Hands-On Session Messaging Fundamentals #4:
Simulating Routing Protocols

Objective: To better understand SF routing algorithms and the SF vs CT routing protocols.
The code for this exercise can be found here. Instructions on how to log into the remote machine and how to download the source code to your working directory (using wget) can be found here.

The one-to-all operation on a hypercube of dimension d can be specified as:
for each i = d-1,...,0, each process whose rank r satisfies r % (2w) = 0 sends the data to process r+w (and correspondingly the processes whose rank r satisfies r % (2w) = w receive the data from process r-w), where w = 2i.

oneAllSFhypercube.c is a program which simulates a one-to-all broadcast communication on a hypercube (with root process 0). It can be invoked by mpirun -np p ./oneAllSFhypercube n, where the number of processes p must be a power of 2, i.e. p=2d, and the message size is specified by n.

  1. Type the command make (to make both executables). Run the program with p=2 (d=1) and various n; you should see that it works. However, it currently only works for d=1: extend it so that it works for arbitrary d and test your code (errors will be reported if the final values in the messsage buffer are incorrect).

  2. Once working, submit the batch file batch_oneAllhyper. It compares the hypercube algorithm with a baseline (a synchronized pipelined broadcast, from the program oneAllFlits.c). The theory predicts the latter should be about p/d times slower (about 4 times for p=16 and 10 times for p=64). What do you observe?

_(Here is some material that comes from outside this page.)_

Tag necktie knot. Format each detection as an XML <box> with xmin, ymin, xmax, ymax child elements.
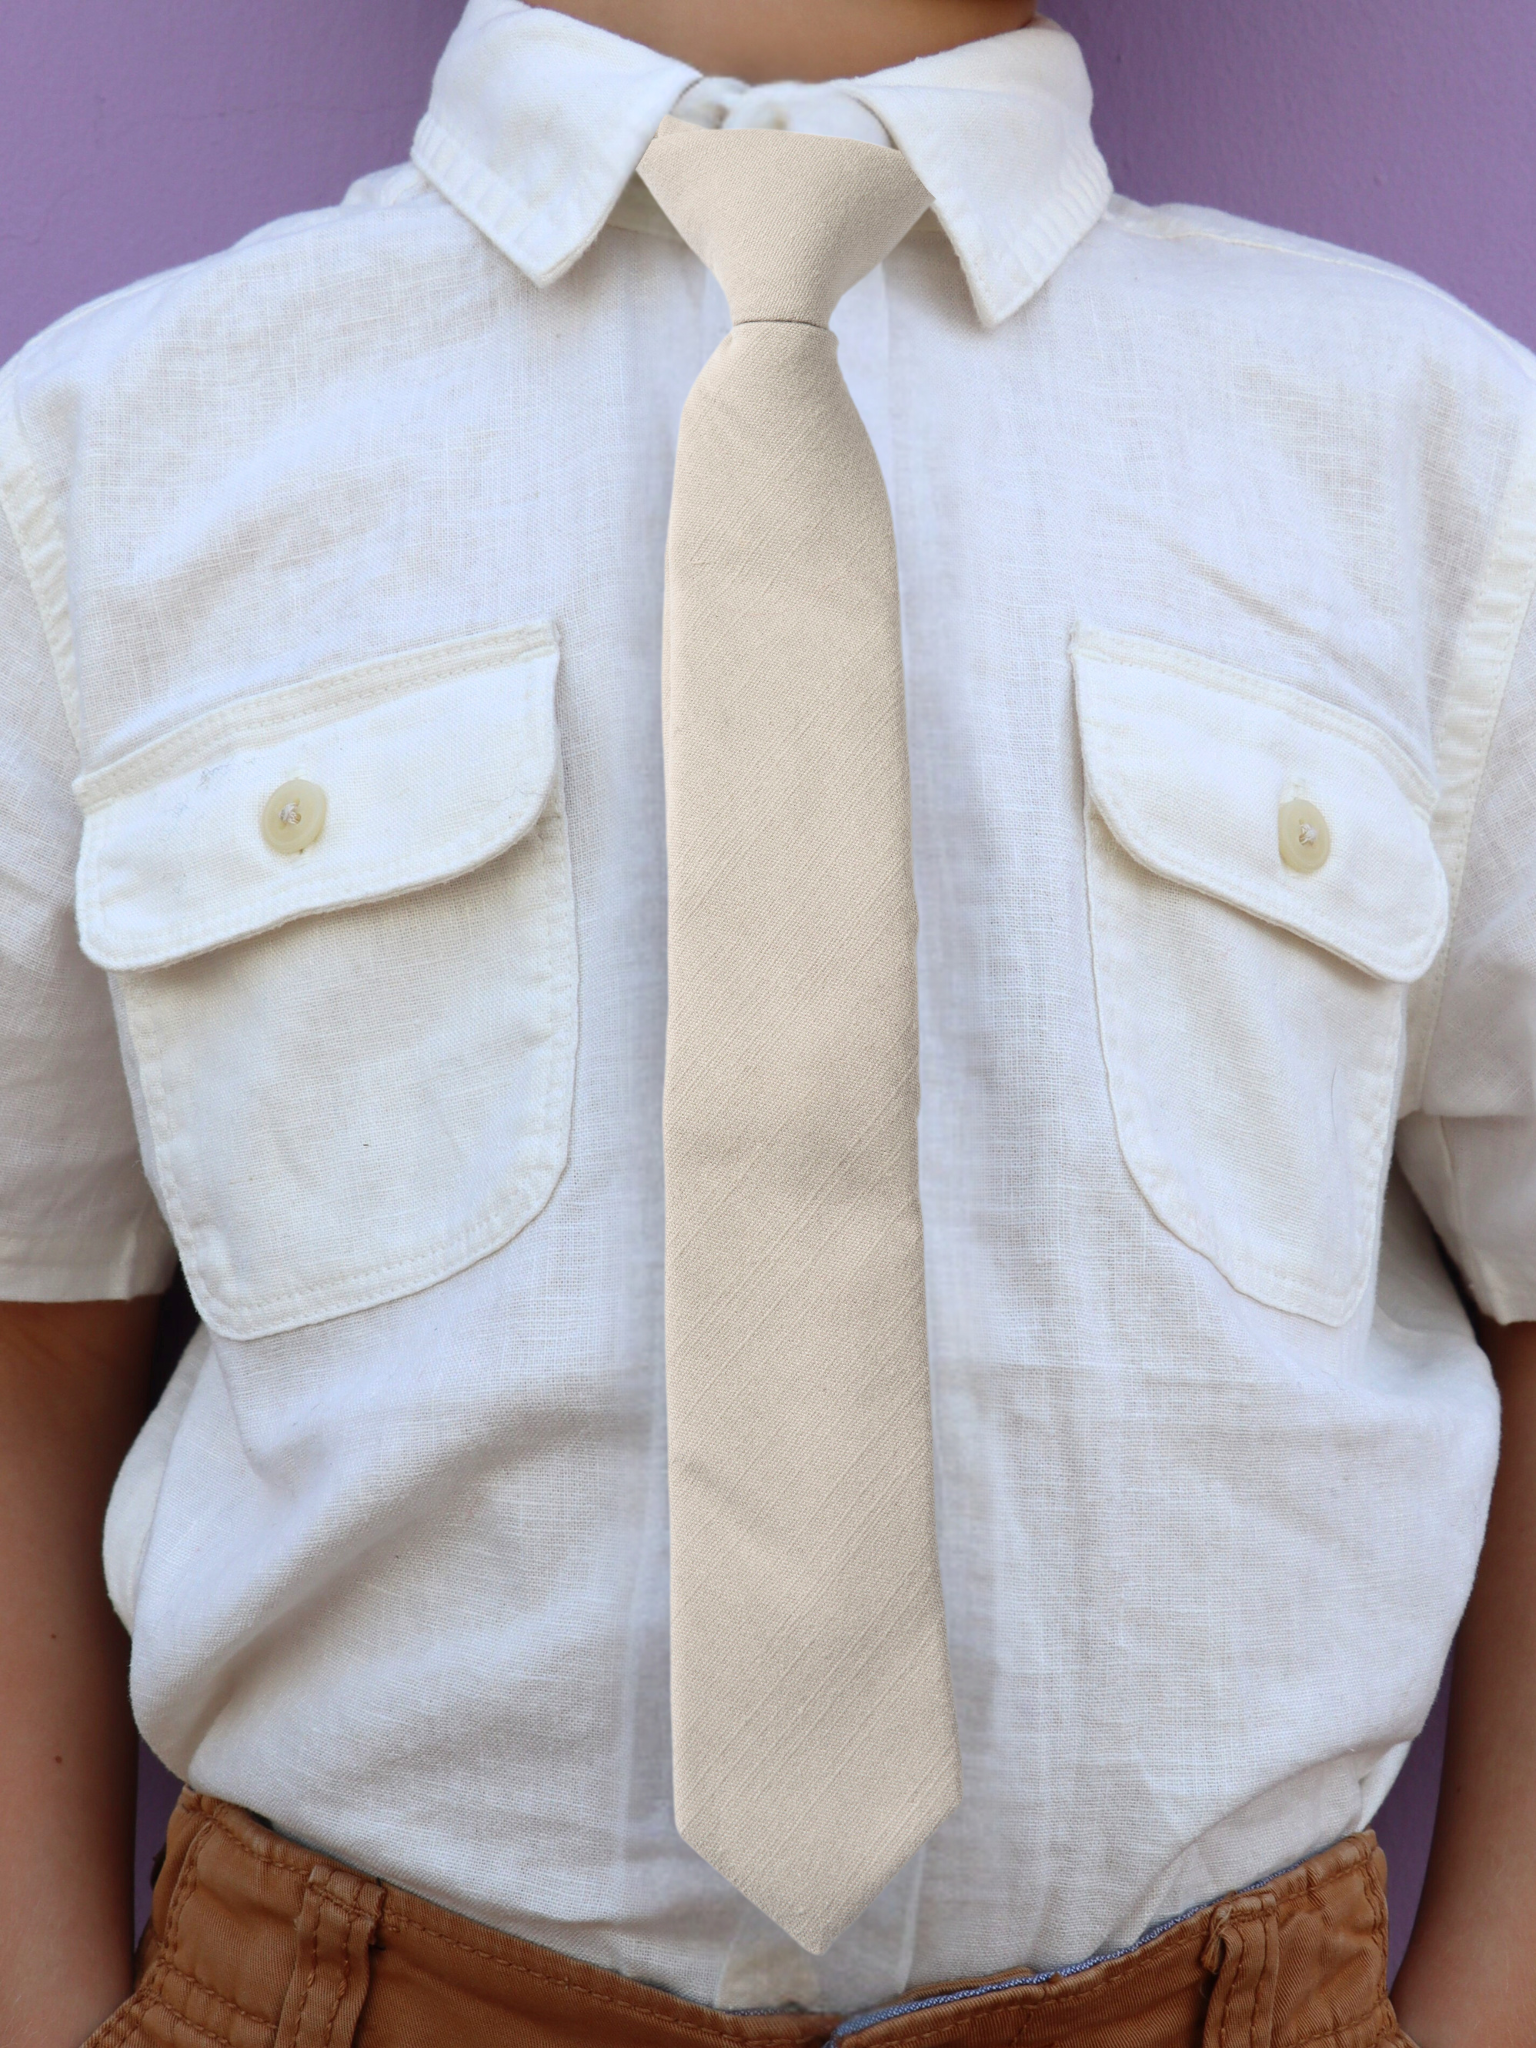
<box><xmin>639</xmin><ymin>118</ymin><xmax>930</xmax><ymax>328</ymax></box>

oneAllFlits.c is a program which performs a (series of) pipelined broadcast(s) with root process 0. By default, it is synchronized in the sense that, when the message reaches the final process p-1, process p-1 sends process 0 an empty message so that the next broadcast cannot start before this (this enforces the measurement of end-to-end time for the whole operation). The program can be invoked by mpirun -np p ./oneAllFlits n nf, where nf is the number of flits the message is broken down into (default value 1).

  1. Run the program with various p and n. With nf=1 it should work correctly; with nf≥1 you should see errors reported. Fix the code so that it works for all valid nf≥1.

  2. Once working, submit the batch file batch_oneAllFlits. It compares the synchronized broadcasts of nf=1,8, and that of an unsynchronized broadcast (which could indicate an upper bound on the benefits from using flits). How does the benefit (if any) of breaking the message into flits vary with p and n? What is the reason that you can get a benefit in the first place?